In New York State, cops are routinely misusing Tasers, zapping suspects who are laready handcuffed, zapping people in the chest, zapping people who aren't menacing or carrying any weapon ... pretty much, it seems, zapping away at will.
This is the problem with so-called non-lethal weapons, and it's why I get worried when SFPD Chief Greg Suhr talks about how he'd love to have the little zappers in his armory. See, in theory, you can stun someone who has, say, a box cutter -- which is, yeah, a lethal weapon, in theory, but maybe the person holding it didn't have to die. So Suhr thinks if the officer had a stun gun, she could have zapped him and he'd still be alive. (Actually, I wasn't there, but I would think a professional law-enforcement officer with a nightstick and even basic self-defense training might have been able to keep the box-cutter guy at bay until backup arrived.)

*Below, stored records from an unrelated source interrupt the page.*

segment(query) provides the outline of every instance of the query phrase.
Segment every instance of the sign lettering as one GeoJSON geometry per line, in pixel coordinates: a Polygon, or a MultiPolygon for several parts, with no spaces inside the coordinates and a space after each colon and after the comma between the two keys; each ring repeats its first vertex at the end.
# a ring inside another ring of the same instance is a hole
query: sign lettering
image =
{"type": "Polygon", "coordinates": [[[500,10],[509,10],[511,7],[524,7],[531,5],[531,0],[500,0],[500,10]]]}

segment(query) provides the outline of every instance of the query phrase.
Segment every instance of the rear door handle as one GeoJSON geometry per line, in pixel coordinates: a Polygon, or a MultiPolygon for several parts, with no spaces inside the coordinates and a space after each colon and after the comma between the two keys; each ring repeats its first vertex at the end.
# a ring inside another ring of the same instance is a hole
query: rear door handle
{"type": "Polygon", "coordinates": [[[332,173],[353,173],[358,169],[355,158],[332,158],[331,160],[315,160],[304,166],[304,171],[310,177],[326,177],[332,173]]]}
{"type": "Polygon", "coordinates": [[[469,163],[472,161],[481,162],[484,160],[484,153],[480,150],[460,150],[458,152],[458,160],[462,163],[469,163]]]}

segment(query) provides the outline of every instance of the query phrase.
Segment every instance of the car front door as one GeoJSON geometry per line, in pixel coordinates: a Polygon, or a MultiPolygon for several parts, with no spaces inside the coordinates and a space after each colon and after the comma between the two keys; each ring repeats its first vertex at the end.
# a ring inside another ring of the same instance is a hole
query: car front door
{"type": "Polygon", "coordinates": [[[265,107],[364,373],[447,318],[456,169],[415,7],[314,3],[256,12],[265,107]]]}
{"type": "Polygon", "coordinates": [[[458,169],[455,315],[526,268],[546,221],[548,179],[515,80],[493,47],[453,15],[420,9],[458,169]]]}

I get it, the cops would rather not have to kill people -- but it turns out, at least according the the NY ACLU, that once there's another less-lethal alternative, it just gets used in a lot of situations where there was no need to shoot anyone with anything. Turns out, according the the ACLU, that if you give a cop a Taser and say it's a weapon that won't kill anyone, there's less reason to use discretion.
So Tasers in SF are on hold for a while, but Suhr ought to take heed: If he wants Tasers, their use should be limited to the same situations where firearms are authorized, that is, to protect the life of an officer or another person -- and not, for example, to subdue someone who's resisting arrest.